China to surpass US as world's biggest consumer market this year

Online shopping drives growth, but Alibaba's market share seen shrinking

People walk past a department store in Wangfujing Street, a pedestrianised shopping area, in Beijing
People walk past a department store on Beijing's Wangfujing Street.   © Reuters

HONG KONG -- China is expected to overtake the U.S. to become the world's largest consumer of goods this year despite a slowdown in the economy and retail sales, according to a research report.

In the latest forecast by New York-based research company eMarketer released Wednesday, analysts predict China will end the year with total retail sales of $5,074 trillion, exceeding that expected for the U.S. by more than $100 billion.

The forecast is based on estimates of retail sales growth of 7.5% in China and 3.3% in the U.S. for 2019. Both figures are lower than their previous readings.

The rising incomes of Chinese over the past years have catapulted millions into a middle class that has experienced a marked expansion in purchasing power, said Monica Peart, senior forecasting director at eMarketer.

The growth momentum will continue in the long run, Peart said, despite official figures that showed retail sales expanded just 9.0% last year, down from 10.2% in 2017.

A senior economist at Oxford Economics, He Tianjie, said concerns about China's consumption slowdown are "largely overdone."

"A rash of headline stories on Chinese customers downgrading their consumption by cutting discretionary spending and turning to cheaper substitutes has led to concerns about China's consumption running out of steam," He wrote in a research note. "However, overall consumption has slowed only modestly."

He said retail sales excluding vehicles have held up well and consumer confidence has also improved. Weaker retail sales in 2018 were mainly dragged down by a decline in automobile sales, which was in part due to the expiry of tax breaks for small vehicles.

He does expect lower consumption growth in the year ahead, weighed down by slowing real income growth and a weaker housing market.

Analysts at eMarketer said e-commerce will remain a key driver of stable retail sales growth.

While China's overall consumption of goods slowed, online sales accelerated in December to grow 25.4% on a yearly basis, compared with 17.8% in November, according to the National Bureau of Statistics. Growth was helped by strong sales of food and apparel, which rose 33.8% and 22% year on year, respectively, in December.

The research company expects e-commerce sales to grow another 30% in 2019 to reach $1.99 trillion, accounting for 35.3% of China's total retail sales.
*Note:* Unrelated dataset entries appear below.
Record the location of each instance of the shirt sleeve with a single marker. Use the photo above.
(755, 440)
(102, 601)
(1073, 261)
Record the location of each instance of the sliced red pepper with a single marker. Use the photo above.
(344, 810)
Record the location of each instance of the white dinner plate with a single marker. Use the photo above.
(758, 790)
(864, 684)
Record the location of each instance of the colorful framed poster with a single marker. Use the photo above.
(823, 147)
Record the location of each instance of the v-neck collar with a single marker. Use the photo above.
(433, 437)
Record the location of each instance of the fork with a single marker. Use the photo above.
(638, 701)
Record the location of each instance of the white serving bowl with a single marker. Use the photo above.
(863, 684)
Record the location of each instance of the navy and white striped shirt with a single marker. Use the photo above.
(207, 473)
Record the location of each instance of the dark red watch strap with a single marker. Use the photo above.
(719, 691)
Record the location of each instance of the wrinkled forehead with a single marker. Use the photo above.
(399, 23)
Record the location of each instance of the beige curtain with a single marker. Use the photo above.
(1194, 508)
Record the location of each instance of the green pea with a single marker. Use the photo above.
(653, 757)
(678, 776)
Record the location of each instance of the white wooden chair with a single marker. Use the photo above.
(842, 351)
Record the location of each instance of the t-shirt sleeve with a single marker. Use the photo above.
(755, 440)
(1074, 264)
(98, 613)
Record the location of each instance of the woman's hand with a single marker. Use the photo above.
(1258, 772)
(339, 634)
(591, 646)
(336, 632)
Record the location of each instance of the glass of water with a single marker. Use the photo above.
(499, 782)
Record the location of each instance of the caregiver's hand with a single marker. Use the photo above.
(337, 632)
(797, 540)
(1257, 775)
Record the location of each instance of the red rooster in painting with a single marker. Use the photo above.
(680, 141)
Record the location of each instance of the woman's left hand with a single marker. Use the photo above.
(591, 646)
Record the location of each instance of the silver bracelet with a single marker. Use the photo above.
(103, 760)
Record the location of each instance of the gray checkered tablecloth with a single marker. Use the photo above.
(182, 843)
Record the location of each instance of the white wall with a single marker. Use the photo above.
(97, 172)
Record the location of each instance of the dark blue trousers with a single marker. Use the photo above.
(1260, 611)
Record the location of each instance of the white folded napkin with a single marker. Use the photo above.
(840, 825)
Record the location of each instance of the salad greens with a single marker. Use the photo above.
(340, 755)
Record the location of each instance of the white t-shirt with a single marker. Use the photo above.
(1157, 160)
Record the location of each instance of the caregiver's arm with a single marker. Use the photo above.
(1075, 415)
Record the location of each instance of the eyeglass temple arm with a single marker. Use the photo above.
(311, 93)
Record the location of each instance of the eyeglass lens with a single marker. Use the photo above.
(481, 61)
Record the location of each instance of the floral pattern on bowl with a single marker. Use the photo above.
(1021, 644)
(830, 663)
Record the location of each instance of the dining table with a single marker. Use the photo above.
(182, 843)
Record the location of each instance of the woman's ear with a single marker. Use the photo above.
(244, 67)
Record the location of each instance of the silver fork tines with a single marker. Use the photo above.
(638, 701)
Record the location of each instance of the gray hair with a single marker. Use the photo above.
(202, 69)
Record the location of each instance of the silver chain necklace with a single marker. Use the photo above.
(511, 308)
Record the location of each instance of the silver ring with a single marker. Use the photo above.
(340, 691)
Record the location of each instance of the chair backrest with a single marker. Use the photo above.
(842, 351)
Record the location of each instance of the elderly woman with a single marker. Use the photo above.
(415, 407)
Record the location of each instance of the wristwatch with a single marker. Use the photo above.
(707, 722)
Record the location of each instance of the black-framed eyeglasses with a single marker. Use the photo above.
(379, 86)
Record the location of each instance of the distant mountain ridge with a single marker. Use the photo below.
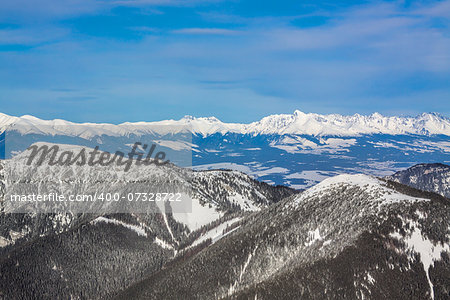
(298, 123)
(427, 177)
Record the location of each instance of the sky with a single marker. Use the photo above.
(148, 60)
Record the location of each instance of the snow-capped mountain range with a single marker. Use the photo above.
(297, 123)
(297, 150)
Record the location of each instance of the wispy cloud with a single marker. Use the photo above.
(206, 31)
(378, 56)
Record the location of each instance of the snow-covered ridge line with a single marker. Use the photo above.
(296, 123)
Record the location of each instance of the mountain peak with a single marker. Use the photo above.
(298, 123)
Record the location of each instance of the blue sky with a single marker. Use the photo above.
(134, 60)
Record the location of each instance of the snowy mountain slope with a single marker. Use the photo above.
(352, 237)
(92, 255)
(427, 177)
(298, 123)
(320, 145)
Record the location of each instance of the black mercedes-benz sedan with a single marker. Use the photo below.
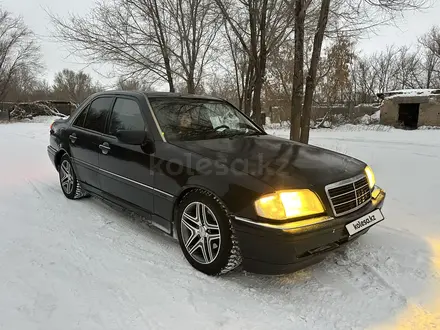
(203, 172)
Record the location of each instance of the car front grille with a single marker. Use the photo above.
(348, 195)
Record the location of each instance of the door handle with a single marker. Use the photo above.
(73, 137)
(105, 148)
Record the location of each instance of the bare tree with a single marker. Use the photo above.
(158, 40)
(260, 26)
(73, 86)
(347, 16)
(431, 44)
(19, 53)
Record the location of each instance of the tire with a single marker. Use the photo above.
(68, 180)
(206, 235)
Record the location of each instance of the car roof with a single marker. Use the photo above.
(160, 94)
(180, 95)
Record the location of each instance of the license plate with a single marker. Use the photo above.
(366, 221)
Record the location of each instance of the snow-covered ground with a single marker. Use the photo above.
(83, 265)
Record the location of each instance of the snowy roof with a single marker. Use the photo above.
(409, 93)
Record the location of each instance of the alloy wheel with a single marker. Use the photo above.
(200, 232)
(66, 177)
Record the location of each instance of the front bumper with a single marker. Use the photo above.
(278, 249)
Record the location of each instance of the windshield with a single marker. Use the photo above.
(198, 119)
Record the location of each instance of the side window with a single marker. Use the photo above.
(79, 121)
(126, 116)
(97, 114)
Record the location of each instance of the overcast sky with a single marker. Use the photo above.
(412, 25)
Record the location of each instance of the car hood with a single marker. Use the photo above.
(278, 162)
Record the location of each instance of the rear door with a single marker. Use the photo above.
(84, 137)
(126, 169)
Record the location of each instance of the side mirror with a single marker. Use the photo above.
(132, 137)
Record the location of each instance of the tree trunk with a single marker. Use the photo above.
(169, 74)
(190, 85)
(311, 77)
(298, 72)
(256, 101)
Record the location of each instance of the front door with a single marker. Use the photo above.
(84, 138)
(125, 169)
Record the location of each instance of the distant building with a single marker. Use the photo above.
(410, 108)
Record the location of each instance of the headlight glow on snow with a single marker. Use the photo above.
(287, 204)
(370, 177)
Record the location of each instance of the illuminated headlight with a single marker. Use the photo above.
(370, 177)
(287, 204)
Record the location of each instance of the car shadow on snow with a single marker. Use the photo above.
(368, 283)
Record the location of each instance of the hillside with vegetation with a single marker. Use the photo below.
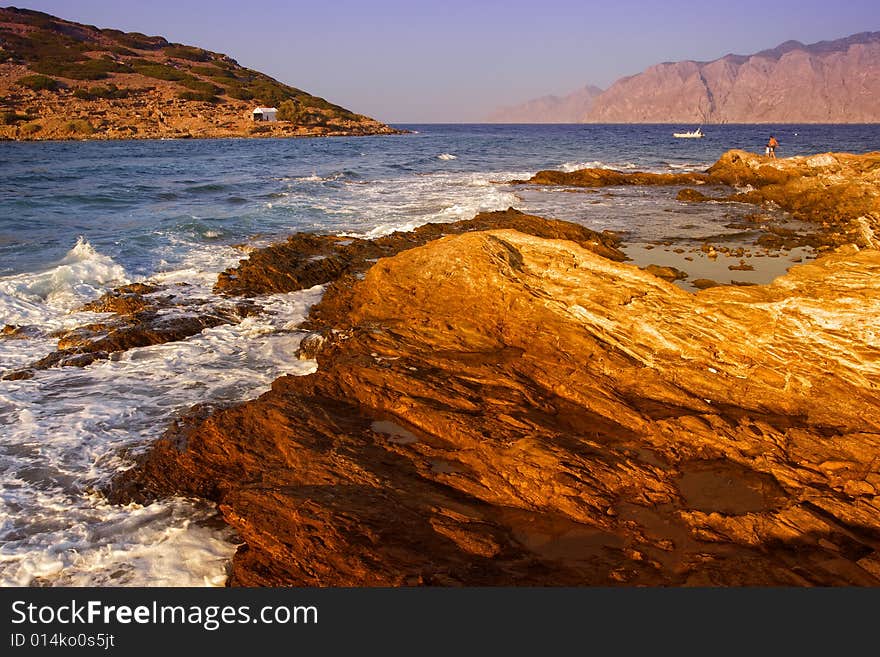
(65, 80)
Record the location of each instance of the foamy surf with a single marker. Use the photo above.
(68, 431)
(78, 277)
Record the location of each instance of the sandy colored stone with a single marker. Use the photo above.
(486, 398)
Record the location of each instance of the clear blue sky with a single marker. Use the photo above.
(408, 61)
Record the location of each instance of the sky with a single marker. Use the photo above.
(457, 60)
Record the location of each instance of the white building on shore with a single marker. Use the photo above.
(265, 114)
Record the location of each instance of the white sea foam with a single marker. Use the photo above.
(76, 278)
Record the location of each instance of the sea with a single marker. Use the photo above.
(80, 218)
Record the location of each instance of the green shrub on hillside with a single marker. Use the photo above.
(197, 95)
(41, 46)
(137, 40)
(89, 69)
(188, 52)
(213, 72)
(79, 127)
(39, 83)
(239, 93)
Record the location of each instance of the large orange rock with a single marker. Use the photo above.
(498, 408)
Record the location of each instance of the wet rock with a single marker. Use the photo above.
(729, 431)
(306, 259)
(15, 332)
(310, 346)
(140, 318)
(611, 178)
(688, 195)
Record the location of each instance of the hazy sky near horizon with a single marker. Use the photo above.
(455, 61)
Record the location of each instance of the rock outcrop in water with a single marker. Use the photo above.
(499, 408)
(838, 191)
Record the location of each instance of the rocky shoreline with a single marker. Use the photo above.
(505, 401)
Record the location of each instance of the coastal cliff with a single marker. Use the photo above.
(826, 82)
(65, 80)
(510, 406)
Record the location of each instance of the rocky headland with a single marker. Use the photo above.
(506, 401)
(66, 80)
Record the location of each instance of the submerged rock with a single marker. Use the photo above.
(499, 408)
(306, 259)
(837, 190)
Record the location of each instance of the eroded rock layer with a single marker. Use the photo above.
(499, 408)
(838, 190)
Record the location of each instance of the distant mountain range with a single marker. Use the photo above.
(573, 108)
(825, 82)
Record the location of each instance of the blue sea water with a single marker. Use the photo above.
(78, 218)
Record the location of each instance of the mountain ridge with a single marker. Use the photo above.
(831, 81)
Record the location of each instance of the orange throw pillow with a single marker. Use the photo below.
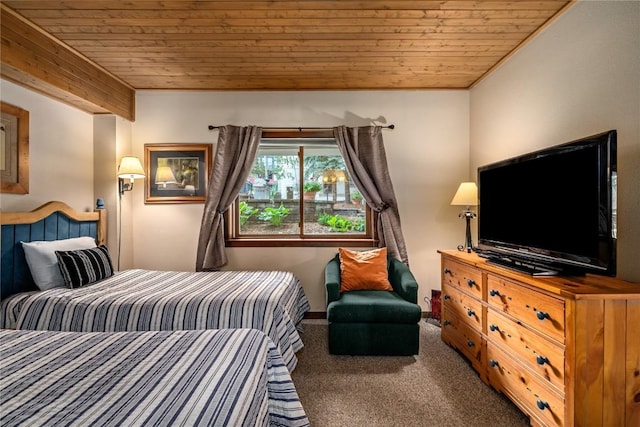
(364, 270)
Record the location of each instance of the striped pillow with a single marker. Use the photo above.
(85, 266)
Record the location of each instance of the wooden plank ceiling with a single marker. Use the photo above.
(292, 45)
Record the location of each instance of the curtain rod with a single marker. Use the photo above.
(299, 129)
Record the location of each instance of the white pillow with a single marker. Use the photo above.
(42, 261)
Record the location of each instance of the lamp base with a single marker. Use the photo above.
(468, 246)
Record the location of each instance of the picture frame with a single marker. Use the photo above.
(176, 173)
(14, 149)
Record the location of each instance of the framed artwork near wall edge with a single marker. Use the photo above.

This means China will account for 55.8% of the world's online sales by the end of this year, while the U.S. share will drop to 17%.

The online market share commanded by Alibaba Group Holding, China's largest e-commerce player, is expected to fall by nearly 5 percentage points to 53.3% in 2019. This is in line with the company's downward revision of its full-year target in November amid lackluster earnings in the July-September quarter that missed analysts' expectation.

This latest forecast could raise more worries about Alibaba's ability to withstand the impact of a slowing economy in China as its online retail sales contribute about 85% of its total revenue. E-commerce newcomers including Pinduoduo, which uses social media data to target consumers, are increasingly snatching market share.

"[While] the mature players set their sights on further international expansion, smaller local players are finding their niche in the Chinese e-commerce market," Peart said.